Et pourtant qu’est-ce donc qui nous fait suivre et comprendre, derrière la mascarade, ce personnage de mauvais roman de gare? Qu’est-ce donc qui hypnotise et rend à la langue diplomatique une beauté sauvage, la sonorité presque lumineuse d’un psaume? C’est une langue explorée comme un terrain fictionnel, tout en décalage. Là est la fiction du titre, qui ne ment pas sur son aspect ludique. Mais ce qu’il y a de drôle ici est un rire du « malgré soi », une sorte d’accident ; on se prête à sourire ou à rire face à ce personnage qui échappe aux définitions, parce que nous ne serons jamais lui. C’est en ça un pur personnage de cinéma : il est d’un réel qui n’existe pas, et on ne peut rien projeter en lui, sur lui. Il n’est ni bon ni mal, et sa fonction politique n’a aucune emprise sur les relations entre les hommes, les femmes, et surtout Shana, travestie d’une beauté sculpturale de laquelle il s’entoure comme une alliée platonique - ou bien n’est-elle que son reflet dans l’eau.
La langue comme outil de communication qui permet de rester en équilibre au-dessus du vide : derrière la grotesque pantomime d’un pouvoir de petit veilleur, se cache l’ombre d’un homme, sa solitude, son besoin de rester éveillé. La sieste est un poison fatal pour l’homme seul. Le sens du parler est déconnecté du réel mais nous l’entendons, comme rarement au cinéma ; beauté du vocable, des façons de dire et de se mouvoir avec les mots, et quelque part, réalité de la langue parce qu’elle est enfin entendue en tant que sujet. La solitude, bien sûr, est le thème qui donne au discours une force si particulière, et au film tout son mystère et son enveloppe de fin du monde - le prétexte paranoïaque d’une possible reprise des essais nucléaires sur l’archipel donnant au récit le contrechamp invisible d’une terreur historique et d’un éternel retour au chaos.

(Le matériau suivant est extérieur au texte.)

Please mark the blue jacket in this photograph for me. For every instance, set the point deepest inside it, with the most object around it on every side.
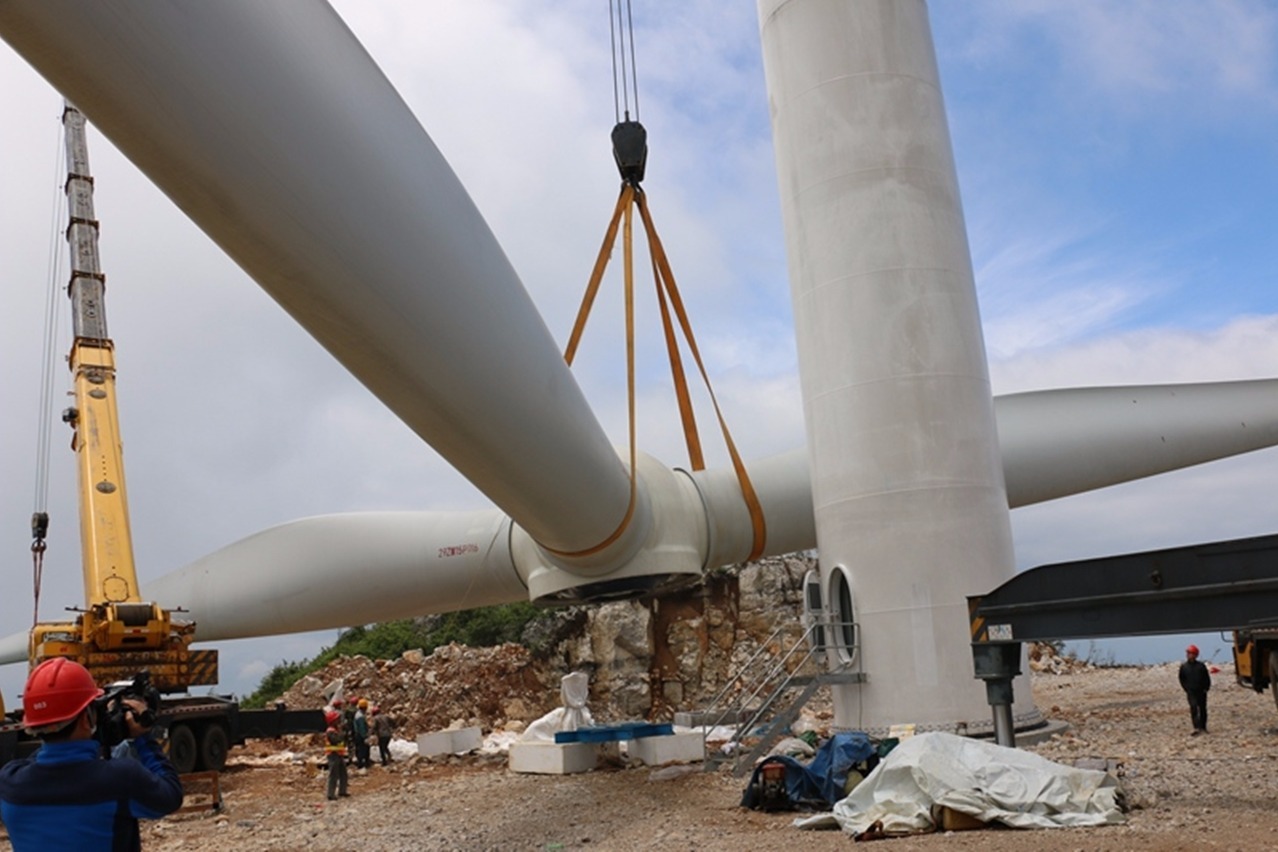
(65, 797)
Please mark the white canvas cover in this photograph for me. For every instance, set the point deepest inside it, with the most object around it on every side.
(989, 782)
(574, 689)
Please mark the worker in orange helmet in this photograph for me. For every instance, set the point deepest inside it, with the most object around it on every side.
(68, 796)
(335, 754)
(1195, 680)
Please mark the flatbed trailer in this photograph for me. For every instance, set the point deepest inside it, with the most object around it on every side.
(201, 730)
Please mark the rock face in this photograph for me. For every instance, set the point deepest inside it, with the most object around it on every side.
(646, 659)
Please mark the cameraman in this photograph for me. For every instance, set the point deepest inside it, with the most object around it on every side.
(67, 796)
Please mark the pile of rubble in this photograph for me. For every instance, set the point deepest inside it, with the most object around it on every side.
(644, 659)
(455, 686)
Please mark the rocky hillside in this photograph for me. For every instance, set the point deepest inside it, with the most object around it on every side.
(646, 659)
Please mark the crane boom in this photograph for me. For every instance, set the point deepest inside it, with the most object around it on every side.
(116, 634)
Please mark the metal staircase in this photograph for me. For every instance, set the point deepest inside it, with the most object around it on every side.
(763, 699)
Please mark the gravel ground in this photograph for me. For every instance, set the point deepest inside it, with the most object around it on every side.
(1216, 791)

« Pacifiction » s’offre comme une machine à fantasmes, un miroir aux alouettes jetant des flammes intermittentes ; on se perd à aimer ce personnage impossible que l’on croirait sorti d’un dessin moqueur. Les images du chef opérateur Artur Tort se donnent comme des quêtes d’absolus noyées dans la torpeur d’un alcool à la pause méridienne. Le film a cette beauté secrète des mondes lointains, antiques, témoin désespéré d’un paradis perdu, d’une Nature fourvoyée par la mécanique des hommes. Mais au milieu vit une utopie, qui est la poésie du regard. Le rhum et la sueur ne sont plus qu’un, et le vertige de l’alcool/de l’image une seule et même idée. La longue nuit qui s’impose petit à petit permet de refermer le monde sur ses personnages, pris dans l’hallucination collective d’une éternité tropicale, ahurissante. Génial plan final où, partant du hors-bord en mer, la caméra glisse sur le remou rapide de l’eau, qu’une lampe de signalisation éclaire d’un rouge cru. D’un coup, on croirait voir le Styx s’ouvrir vers les enfers. Coup de génie, le nouveau film d’Albert Serra rappelle que le cinéma est définitivement une affaire de (tristes) tropiques.